Forgive me if this offense I’ve taken is undeserved. Have my previous correspondence failed to reach you? Such things happen, I know: Letters get lost, rumors spread, rations arrive late. Contracts fall through. Accidents happen, dear Commandant. But I didn’t expect so many of them to have seemingly befallen the Amalguard.
My proposal, which I’m sure you may find in my first letter, is not a burdensome one, especially for a leader of your cunning. I am, of course, amenable to the details, numbers, and so on, and, as such, I have no doubt we reasonable and intelligent men can’t strike a deal. Such commitments would be far from permanent — just enough to provide a show of force, to crush any further pranks or troubles, and to set my worrisome mind at ease.
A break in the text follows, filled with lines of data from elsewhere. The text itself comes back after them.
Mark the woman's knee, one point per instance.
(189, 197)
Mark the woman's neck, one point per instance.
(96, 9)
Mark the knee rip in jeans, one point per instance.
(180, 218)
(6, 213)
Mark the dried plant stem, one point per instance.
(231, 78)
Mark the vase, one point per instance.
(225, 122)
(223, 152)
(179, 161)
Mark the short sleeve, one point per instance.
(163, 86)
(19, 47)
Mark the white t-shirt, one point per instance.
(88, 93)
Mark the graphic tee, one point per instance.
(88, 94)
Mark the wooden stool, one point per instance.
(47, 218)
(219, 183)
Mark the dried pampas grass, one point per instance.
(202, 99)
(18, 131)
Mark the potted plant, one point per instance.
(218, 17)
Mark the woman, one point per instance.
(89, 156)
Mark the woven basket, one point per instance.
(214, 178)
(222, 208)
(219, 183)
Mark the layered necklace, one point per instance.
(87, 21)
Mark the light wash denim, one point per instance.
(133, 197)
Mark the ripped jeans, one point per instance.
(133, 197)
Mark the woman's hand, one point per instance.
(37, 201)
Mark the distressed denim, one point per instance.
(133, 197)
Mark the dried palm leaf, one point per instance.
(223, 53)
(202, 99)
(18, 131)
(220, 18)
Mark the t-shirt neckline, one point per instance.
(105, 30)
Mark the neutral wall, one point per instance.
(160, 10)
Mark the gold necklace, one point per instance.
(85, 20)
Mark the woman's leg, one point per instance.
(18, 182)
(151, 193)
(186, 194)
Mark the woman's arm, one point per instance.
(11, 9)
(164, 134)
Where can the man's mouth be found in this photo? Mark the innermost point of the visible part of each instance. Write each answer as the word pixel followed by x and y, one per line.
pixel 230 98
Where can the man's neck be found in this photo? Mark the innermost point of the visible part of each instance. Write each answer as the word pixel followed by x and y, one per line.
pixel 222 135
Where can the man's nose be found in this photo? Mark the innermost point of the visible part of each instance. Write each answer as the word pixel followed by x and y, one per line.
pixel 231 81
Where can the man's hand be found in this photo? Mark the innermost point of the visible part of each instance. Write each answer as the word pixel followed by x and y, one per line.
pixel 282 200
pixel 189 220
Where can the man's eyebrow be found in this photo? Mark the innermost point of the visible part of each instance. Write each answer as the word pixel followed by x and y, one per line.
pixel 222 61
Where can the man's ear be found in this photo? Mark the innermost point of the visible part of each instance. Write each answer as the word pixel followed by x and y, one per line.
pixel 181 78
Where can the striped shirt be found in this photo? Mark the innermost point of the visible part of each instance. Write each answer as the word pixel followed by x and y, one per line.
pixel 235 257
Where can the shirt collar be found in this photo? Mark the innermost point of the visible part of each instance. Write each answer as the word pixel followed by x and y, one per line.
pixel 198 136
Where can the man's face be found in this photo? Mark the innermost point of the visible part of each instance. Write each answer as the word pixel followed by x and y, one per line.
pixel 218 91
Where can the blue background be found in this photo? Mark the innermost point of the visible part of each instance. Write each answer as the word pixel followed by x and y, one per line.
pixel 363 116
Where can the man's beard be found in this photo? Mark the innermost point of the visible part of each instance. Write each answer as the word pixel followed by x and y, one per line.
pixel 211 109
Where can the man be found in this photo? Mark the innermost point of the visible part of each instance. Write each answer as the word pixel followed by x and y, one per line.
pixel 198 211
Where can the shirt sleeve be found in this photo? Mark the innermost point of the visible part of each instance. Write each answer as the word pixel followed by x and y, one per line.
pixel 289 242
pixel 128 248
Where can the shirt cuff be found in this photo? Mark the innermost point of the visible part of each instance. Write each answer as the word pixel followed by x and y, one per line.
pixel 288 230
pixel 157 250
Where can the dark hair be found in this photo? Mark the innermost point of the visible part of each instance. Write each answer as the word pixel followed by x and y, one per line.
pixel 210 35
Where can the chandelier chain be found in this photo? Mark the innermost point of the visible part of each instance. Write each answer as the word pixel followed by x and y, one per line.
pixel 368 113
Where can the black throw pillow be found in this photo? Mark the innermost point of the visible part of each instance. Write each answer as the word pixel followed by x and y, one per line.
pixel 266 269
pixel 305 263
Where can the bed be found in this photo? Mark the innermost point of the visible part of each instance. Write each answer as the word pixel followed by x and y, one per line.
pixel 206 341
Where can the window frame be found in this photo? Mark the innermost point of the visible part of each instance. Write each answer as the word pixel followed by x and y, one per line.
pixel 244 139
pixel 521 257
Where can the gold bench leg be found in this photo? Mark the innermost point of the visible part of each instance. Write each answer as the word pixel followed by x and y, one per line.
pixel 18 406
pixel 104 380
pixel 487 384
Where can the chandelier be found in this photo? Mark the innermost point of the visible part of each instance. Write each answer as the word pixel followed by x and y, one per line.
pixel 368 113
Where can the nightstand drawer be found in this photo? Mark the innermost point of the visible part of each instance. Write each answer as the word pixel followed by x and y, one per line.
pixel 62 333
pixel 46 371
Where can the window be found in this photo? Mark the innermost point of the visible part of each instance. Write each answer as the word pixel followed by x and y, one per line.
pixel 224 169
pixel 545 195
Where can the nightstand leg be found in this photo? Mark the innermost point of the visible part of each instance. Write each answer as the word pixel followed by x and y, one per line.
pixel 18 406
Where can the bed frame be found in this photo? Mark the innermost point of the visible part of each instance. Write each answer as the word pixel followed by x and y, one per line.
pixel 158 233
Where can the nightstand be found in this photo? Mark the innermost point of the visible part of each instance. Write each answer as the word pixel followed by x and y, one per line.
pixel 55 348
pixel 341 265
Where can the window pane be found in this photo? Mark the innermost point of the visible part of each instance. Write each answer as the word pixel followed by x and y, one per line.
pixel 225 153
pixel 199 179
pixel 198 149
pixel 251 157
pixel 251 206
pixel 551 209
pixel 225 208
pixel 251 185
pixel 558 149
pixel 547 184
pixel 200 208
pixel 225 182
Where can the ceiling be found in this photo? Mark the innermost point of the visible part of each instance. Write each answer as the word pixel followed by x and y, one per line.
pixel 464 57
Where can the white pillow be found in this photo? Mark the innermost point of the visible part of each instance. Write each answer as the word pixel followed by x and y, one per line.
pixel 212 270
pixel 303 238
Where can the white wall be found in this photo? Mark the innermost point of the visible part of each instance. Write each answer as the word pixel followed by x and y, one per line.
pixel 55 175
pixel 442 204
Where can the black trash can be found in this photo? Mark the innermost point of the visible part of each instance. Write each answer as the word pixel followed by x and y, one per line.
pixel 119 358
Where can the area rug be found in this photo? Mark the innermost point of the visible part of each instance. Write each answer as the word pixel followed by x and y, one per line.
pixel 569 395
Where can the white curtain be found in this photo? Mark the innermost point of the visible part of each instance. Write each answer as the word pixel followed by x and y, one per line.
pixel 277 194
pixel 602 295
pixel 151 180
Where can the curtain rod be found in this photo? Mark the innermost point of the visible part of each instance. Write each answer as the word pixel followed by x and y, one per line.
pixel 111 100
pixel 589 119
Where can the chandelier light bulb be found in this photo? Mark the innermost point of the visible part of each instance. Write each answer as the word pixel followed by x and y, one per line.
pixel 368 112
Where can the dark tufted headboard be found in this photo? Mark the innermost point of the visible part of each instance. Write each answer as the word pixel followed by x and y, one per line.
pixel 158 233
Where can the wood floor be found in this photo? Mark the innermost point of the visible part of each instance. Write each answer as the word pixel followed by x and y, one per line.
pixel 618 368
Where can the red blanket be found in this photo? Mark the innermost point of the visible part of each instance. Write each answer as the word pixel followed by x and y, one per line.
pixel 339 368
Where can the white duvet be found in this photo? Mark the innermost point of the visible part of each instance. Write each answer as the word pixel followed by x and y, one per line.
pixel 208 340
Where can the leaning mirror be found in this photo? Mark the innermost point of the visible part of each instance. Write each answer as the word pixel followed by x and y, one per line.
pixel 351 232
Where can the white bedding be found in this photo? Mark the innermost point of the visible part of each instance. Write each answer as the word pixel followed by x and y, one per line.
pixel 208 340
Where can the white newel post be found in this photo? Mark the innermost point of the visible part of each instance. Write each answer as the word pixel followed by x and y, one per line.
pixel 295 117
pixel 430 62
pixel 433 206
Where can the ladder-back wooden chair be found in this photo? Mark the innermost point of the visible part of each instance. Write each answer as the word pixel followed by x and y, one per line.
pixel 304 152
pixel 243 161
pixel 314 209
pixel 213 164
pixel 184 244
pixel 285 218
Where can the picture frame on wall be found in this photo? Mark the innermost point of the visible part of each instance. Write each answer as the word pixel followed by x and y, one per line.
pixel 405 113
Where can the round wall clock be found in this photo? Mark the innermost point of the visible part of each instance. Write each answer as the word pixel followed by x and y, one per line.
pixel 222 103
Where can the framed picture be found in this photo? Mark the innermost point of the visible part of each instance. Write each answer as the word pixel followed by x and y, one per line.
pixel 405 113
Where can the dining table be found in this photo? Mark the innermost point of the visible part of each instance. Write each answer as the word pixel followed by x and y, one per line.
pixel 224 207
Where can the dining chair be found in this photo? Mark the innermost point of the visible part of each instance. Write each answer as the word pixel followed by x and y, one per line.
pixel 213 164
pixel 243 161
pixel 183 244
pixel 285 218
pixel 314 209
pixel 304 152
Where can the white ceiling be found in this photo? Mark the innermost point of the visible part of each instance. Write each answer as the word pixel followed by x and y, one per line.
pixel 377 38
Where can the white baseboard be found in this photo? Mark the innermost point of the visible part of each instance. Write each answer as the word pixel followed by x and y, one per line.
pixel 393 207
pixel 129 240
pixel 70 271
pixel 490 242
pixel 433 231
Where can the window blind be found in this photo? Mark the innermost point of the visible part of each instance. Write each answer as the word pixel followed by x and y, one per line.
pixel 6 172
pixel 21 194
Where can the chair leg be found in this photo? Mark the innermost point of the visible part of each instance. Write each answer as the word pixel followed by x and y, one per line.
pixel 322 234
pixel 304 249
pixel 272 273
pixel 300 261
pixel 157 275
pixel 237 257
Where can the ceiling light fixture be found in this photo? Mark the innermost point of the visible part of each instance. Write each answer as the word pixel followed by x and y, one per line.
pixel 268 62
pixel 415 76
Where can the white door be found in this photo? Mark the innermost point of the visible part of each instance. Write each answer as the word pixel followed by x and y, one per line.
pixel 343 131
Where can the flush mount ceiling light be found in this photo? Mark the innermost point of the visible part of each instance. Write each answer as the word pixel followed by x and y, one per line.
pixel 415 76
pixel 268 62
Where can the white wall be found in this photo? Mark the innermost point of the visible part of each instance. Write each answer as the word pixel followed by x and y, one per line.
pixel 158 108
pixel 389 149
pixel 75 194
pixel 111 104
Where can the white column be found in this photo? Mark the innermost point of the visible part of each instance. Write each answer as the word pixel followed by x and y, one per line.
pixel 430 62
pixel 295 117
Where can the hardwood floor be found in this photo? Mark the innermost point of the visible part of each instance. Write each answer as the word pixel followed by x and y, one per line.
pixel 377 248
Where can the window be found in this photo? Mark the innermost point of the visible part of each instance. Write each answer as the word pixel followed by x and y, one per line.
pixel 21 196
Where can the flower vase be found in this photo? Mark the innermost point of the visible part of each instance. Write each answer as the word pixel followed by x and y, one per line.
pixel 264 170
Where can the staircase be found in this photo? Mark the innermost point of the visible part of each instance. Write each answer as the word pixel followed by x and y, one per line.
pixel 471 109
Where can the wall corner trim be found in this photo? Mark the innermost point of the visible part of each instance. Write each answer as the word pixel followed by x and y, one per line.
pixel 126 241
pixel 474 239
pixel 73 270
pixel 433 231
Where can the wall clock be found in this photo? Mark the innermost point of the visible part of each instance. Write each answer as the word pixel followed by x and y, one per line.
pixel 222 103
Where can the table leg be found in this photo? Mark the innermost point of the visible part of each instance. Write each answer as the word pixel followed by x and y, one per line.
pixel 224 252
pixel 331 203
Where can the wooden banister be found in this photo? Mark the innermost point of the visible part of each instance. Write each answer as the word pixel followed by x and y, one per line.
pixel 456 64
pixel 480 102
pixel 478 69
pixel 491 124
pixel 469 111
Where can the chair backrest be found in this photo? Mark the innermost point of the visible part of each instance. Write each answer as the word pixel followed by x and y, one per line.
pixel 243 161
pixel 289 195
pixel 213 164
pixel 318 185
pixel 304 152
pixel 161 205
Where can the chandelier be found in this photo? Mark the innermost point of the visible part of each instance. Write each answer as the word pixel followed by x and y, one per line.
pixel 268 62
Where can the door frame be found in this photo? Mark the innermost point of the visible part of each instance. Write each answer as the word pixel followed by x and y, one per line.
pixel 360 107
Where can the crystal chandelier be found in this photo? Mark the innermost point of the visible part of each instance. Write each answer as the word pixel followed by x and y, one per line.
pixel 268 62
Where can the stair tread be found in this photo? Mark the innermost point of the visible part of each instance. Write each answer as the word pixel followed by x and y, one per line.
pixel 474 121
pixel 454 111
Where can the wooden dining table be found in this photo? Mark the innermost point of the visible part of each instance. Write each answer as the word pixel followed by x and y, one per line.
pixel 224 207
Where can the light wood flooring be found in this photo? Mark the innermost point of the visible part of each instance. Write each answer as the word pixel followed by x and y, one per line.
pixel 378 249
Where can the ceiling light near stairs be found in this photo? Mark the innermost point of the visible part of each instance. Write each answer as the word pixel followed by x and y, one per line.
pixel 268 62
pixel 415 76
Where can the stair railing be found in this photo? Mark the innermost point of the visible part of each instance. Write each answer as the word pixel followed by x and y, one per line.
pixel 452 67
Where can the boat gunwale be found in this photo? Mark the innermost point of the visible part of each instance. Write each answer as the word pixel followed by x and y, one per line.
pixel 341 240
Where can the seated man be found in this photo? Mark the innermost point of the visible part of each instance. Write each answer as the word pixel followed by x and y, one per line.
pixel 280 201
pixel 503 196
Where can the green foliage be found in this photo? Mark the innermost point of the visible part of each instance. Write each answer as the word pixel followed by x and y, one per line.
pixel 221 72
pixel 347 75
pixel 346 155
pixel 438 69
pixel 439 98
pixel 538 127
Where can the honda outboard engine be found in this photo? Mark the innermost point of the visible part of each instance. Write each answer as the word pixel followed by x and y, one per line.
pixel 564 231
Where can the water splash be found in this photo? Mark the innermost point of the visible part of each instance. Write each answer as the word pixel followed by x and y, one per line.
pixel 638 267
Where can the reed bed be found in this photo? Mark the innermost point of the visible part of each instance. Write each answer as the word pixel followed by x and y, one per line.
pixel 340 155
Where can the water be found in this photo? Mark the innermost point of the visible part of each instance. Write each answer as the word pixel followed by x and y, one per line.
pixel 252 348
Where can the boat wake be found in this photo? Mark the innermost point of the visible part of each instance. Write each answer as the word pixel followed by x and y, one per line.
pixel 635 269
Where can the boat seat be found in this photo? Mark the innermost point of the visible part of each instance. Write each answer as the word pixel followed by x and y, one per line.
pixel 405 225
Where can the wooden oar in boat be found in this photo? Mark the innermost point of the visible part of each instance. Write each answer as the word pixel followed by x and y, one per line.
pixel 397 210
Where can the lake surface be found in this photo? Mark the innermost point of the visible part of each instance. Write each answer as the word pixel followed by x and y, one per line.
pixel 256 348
A proposed addendum to my plan regards the Longshoremen’s Guild. As you well know, their continued behavior has presented difficulties in the shipping business. Given their unbecoming comport — even after your swift end to their riots in autumn last — an investigation into some of the more prominent members would seem fitting. And, considering their disruption to Imperial trade and the legal practices of non-guild members, it would be no surprise if the guild itself were to be disbanded. Surely, it is a minority that partakes in incivility. But corruption begets corruption, as my cousin says, and we know what bad apples do to the bunch.
I hope we can continue our productive and, dare I say, enjoyable working relationship, Commandant. My service is inextricably linked with all facets of the Empire. If such a neglect of my business were to continue, I fear the worst for so many of Amal’s vital institutions. And such flagrant disobedience among these base people would reflect poorly on the Amalguard, too. So much so, it might call the Amalguard’s authority into question. And such a question would necessitate certain reform.
But I get ahead of myself. I remain optimistic: We will avoid any further preventable accidents, so long as we do what must be done.